Population Definitions
The page provides the default definitions of Predictable’s scoring populations for each model.
Summary Table
MODEL TYPE | HISTORICAL WINDOW | PREDICTION WINDOW | ADDITION CRITERIA |
---|---|---|---|
PURCHASE PROPENSITY | 90 | 30 | Must have made a purchase / clicked email / triggered web event within historical window |
CHURN | 365 | 180 | Must have made a purchase within historical window |
LTV | 365 | 365 | Must have made a purchase / clicked email / triggered web event within historical window |
NEXT PURCHASE | 180 | 90 | Must have made first purchase within last 14 days |
PRODUCT RECOMMENDATION | 365 | N/A | Must have made two purchases within historical window |
Purchase Propensity
Scoring Criteria
In order to be scored by the Purchase Propensity model, a customer must have done one of the following actions within the last 90 days:
- Made a purchase
- Clicked an email
- Triggered a web event
If a customer does not fit this criteria, they are dropped out of the scoreable population and will not receive updated scores.
Scoring Output
Predicted Score: represents the likelihood a customer will make a purchase in the next 30 days.
Churn
Scoring Criteria
In order to be scored by the Churn model, a customer must have made a purchase in the last 365 days.
If a customer does not fit this criteria, they are dropped out of the scoreable population and will not receive updated scores.
Scoring Output
Predicted Score: represents the likelihood a customer will not make a purchase in the next 180 days.
Lifetime Value (LTV)
Scoring Criteria
In order to be scored by the LTV model, a customer must have done one of the following actions within the last 365 days:
- Made a purchase
- Clicked an email
- Triggered a web event
If a customer does not do this, they are dropped out of the scoreable population and will not receive updated scores.
Scoring Output
Predicted Score: represents the likely total amount a customer will spend in the next 365 days.
Next Purchase
Scoring Criteria
In order to be scored by the Next Purchase model, a customer must have made their first purchase in the last 14 days.

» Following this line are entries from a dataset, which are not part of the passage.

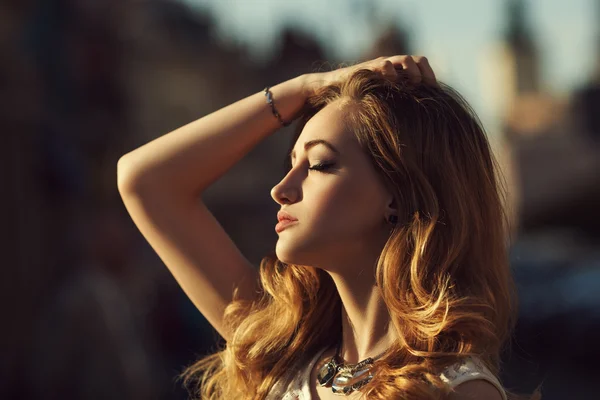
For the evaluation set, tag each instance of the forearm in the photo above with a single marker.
(189, 159)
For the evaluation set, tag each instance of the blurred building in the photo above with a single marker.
(556, 165)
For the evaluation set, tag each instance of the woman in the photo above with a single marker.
(390, 277)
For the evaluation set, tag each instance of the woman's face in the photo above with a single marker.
(341, 210)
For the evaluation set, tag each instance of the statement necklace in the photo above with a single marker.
(346, 378)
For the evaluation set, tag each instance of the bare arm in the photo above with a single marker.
(161, 181)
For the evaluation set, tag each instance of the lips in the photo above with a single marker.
(284, 216)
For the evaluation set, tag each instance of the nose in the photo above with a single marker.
(285, 193)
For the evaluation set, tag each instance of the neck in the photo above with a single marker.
(366, 325)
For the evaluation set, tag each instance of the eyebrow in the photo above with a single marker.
(313, 143)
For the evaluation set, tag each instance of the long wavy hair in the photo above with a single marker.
(444, 272)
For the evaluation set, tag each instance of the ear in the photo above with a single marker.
(391, 206)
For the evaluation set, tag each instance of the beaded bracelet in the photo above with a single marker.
(270, 102)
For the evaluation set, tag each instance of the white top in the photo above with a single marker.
(297, 388)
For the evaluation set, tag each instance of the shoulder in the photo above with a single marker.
(472, 380)
(478, 389)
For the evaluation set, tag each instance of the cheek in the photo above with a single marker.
(341, 209)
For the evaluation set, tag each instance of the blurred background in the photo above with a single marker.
(90, 312)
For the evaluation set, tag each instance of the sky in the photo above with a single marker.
(457, 36)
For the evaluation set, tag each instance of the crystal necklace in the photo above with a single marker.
(346, 378)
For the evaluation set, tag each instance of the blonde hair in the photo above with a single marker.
(444, 272)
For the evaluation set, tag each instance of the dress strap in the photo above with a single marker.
(468, 369)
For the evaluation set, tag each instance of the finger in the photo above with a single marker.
(427, 73)
(409, 65)
(388, 70)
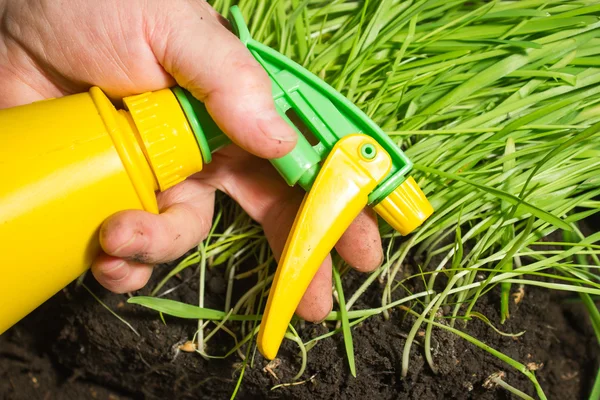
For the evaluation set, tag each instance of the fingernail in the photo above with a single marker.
(116, 273)
(137, 243)
(274, 127)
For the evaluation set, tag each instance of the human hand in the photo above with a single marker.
(51, 48)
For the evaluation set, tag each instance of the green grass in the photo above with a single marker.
(497, 104)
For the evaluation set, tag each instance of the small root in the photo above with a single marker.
(273, 364)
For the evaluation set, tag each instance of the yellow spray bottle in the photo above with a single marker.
(67, 164)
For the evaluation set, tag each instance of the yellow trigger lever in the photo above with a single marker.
(355, 166)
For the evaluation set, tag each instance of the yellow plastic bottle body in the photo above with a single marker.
(65, 166)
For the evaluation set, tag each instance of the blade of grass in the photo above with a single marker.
(345, 323)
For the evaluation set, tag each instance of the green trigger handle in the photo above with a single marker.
(326, 113)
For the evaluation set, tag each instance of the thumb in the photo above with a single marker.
(212, 63)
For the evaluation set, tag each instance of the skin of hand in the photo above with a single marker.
(52, 48)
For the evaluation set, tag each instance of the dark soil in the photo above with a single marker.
(72, 348)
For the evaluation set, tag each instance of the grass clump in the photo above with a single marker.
(497, 104)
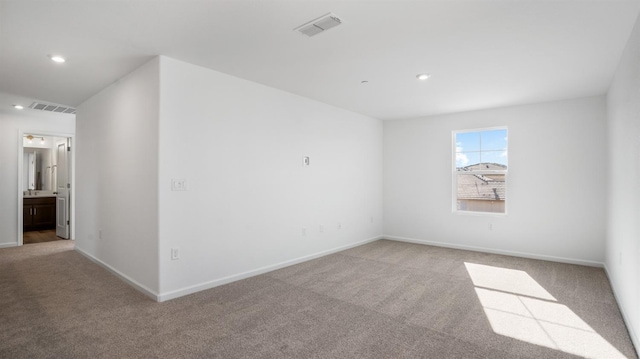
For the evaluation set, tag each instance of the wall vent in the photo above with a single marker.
(323, 23)
(52, 108)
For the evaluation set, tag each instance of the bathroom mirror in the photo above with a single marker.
(37, 169)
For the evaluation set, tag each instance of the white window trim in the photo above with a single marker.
(454, 181)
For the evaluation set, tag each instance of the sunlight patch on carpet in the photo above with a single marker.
(520, 308)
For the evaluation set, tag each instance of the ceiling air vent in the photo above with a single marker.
(323, 23)
(52, 108)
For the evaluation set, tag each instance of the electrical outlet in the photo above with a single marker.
(178, 184)
(620, 258)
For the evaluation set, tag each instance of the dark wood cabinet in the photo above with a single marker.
(39, 213)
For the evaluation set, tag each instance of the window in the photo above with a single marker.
(480, 170)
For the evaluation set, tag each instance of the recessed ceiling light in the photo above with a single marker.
(58, 59)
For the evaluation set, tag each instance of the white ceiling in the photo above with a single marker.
(480, 54)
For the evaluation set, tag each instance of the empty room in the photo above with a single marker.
(319, 179)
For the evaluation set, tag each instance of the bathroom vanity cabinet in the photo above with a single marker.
(39, 213)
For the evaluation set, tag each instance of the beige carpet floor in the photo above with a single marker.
(380, 300)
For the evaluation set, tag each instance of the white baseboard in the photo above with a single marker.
(146, 291)
(632, 333)
(232, 278)
(497, 251)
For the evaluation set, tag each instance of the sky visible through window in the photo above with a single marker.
(481, 147)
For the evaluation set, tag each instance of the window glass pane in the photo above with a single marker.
(494, 140)
(467, 141)
(494, 160)
(465, 159)
(481, 193)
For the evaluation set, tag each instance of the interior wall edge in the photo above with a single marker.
(251, 273)
(627, 321)
(498, 251)
(133, 283)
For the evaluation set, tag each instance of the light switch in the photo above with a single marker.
(178, 185)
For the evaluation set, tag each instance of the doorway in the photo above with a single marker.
(45, 187)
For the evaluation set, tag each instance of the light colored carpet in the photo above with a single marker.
(381, 300)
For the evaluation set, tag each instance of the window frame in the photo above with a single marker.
(454, 176)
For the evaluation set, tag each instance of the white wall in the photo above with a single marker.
(117, 177)
(12, 124)
(240, 147)
(555, 188)
(623, 219)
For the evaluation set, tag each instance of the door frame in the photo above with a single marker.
(72, 177)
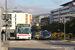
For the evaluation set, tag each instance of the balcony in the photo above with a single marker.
(56, 17)
(65, 15)
(65, 7)
(65, 11)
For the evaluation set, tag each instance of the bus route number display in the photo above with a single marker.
(23, 25)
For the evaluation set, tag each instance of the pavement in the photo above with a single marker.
(4, 45)
(41, 45)
(34, 44)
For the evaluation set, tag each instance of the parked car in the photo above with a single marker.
(33, 34)
(42, 35)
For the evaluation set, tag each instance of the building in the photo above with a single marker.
(1, 16)
(66, 12)
(43, 16)
(45, 21)
(17, 18)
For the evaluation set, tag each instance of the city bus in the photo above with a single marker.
(23, 31)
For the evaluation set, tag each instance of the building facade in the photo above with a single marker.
(17, 18)
(67, 13)
(45, 21)
(41, 17)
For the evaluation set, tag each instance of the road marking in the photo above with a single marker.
(27, 41)
(35, 41)
(46, 41)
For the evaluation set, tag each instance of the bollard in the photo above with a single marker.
(3, 37)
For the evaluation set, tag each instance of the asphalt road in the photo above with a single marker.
(40, 45)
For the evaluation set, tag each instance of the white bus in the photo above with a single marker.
(23, 31)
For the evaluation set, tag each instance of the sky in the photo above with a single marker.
(33, 7)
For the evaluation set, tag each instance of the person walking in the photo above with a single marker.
(3, 32)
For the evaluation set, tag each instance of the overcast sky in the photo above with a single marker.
(34, 6)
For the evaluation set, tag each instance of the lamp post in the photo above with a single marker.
(6, 17)
(64, 30)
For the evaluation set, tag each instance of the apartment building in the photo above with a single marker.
(67, 13)
(45, 21)
(17, 17)
(43, 16)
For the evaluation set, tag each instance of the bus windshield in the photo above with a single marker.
(23, 30)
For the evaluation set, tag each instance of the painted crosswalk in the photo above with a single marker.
(36, 41)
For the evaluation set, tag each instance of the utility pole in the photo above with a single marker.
(64, 30)
(6, 17)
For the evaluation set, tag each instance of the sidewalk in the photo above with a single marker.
(69, 40)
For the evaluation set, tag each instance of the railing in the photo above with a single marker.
(65, 15)
(56, 19)
(65, 7)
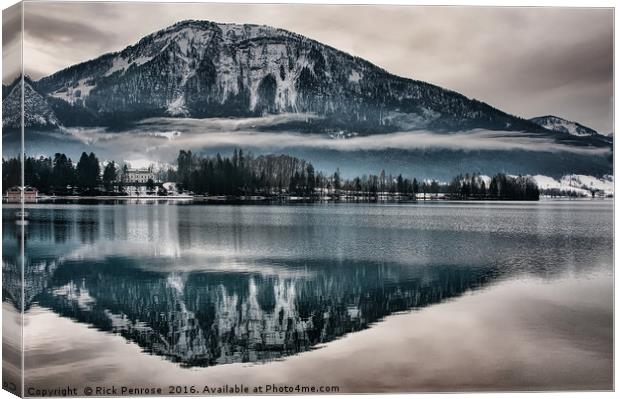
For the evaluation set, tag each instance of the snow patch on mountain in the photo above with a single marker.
(37, 112)
(562, 125)
(75, 94)
(582, 185)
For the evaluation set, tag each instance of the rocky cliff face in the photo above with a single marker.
(204, 69)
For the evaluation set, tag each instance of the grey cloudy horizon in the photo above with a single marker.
(524, 61)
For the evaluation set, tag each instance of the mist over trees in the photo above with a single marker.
(244, 174)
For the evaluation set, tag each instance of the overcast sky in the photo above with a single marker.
(525, 61)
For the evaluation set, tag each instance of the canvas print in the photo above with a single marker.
(213, 199)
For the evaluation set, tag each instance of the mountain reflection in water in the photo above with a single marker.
(201, 291)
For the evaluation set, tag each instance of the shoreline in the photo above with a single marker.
(275, 200)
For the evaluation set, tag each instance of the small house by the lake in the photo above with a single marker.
(13, 194)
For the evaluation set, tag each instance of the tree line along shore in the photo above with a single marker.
(243, 175)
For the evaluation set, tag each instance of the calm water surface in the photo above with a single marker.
(207, 289)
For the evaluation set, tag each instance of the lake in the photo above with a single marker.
(356, 297)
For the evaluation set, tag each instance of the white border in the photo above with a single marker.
(556, 3)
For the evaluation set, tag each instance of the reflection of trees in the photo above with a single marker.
(201, 319)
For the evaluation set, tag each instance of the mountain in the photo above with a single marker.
(562, 125)
(205, 69)
(37, 111)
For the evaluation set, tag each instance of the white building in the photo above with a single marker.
(139, 176)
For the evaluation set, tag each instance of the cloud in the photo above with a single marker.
(524, 60)
(162, 138)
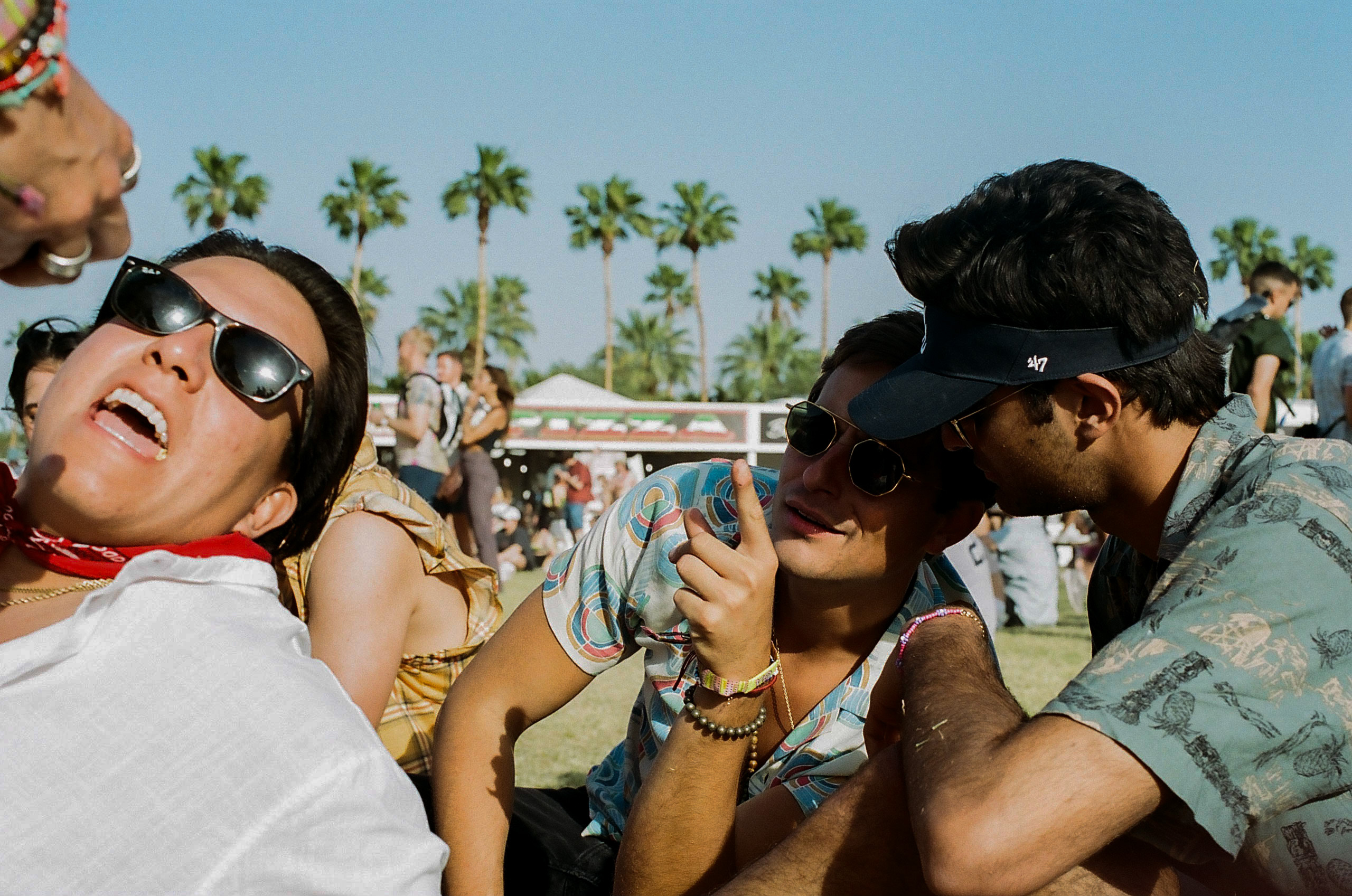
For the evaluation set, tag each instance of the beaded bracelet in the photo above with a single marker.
(924, 618)
(41, 65)
(732, 733)
(730, 687)
(20, 48)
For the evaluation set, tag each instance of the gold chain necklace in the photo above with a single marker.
(42, 593)
(783, 683)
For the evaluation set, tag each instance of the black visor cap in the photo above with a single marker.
(962, 361)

If a customer does not fit this criteria, they are dropped out of the scoreable population and will not receive updated scores.
Scoring Output
Predicted Score: represents the likelihood a customer will make their 2nd purchase in the next 90 days after their first purchase.
Product Recommendation
Scoring Criteria
A customer must have made two distinct purchases within a 365 day window for the transactions to be eligible for this model.
If a customer does not fit this criteria, they are dropped out of the scoreable population and will not receive updated scores.